Getting more serious, Strom said his teammate’s risky game could give way to easy criticism. “We have to do a better job of finding open ice because it has this ability to hit you,” Strom said. In other words, the Ducks need to read Klingberg as well as where their teammates are and what they’re going to do.
“He’s been on the same team for eight years,” Strom said. “You play with the same core group of players and you come into a team that is trying to find its way and trying to build an identity and trying to establish. A guy like him might take some time to get comfortable.
“Listen, he’s doing a lot of good things. Obviously everyone wants to see the offense but I think he’s a leader. I think he works hard. He’s a good example. Hopefully the points keep piling up for him.”

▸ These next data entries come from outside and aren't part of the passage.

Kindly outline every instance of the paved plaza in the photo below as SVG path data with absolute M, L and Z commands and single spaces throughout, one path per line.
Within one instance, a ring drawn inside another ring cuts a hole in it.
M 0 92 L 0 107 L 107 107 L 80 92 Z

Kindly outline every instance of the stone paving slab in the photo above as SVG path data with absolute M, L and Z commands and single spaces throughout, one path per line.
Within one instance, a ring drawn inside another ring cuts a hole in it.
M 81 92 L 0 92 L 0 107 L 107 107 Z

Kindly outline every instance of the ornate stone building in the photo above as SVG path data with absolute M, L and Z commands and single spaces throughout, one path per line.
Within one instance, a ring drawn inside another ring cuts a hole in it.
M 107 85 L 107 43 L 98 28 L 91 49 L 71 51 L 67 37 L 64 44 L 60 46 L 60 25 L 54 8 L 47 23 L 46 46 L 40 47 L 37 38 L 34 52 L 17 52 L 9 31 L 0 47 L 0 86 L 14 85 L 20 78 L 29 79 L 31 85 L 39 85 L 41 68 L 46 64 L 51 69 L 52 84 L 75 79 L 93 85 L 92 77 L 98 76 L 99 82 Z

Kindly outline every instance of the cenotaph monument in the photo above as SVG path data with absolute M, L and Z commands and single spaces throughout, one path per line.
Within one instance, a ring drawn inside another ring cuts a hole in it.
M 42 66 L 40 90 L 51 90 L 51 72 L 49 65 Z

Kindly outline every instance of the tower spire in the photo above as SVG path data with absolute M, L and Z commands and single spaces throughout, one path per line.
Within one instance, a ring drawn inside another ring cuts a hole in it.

In the morning, the outspoken Klingberg was upfront about his goals, As it was during training camp. “Do I want to be a point-per-game player?” He said. “Yeah sure. Do I want the team to win? Yeah sure. It just doesn’t work like that. It grinds. Every team is really good. It’s something you have to work on every single day.”
The goal is for the Ducks to have the best version of the defenseman for the duration of his stay with them. His former coach thinks he’ll get there.
“John is too good a player to bounce around here,” said Hitchcock. “He has great vision and great talent. He’s a competitive son of a gun. He’ll figure it out.”
It will benefit everyone involved when he does. Tuesday’s tournaments may be the beginning.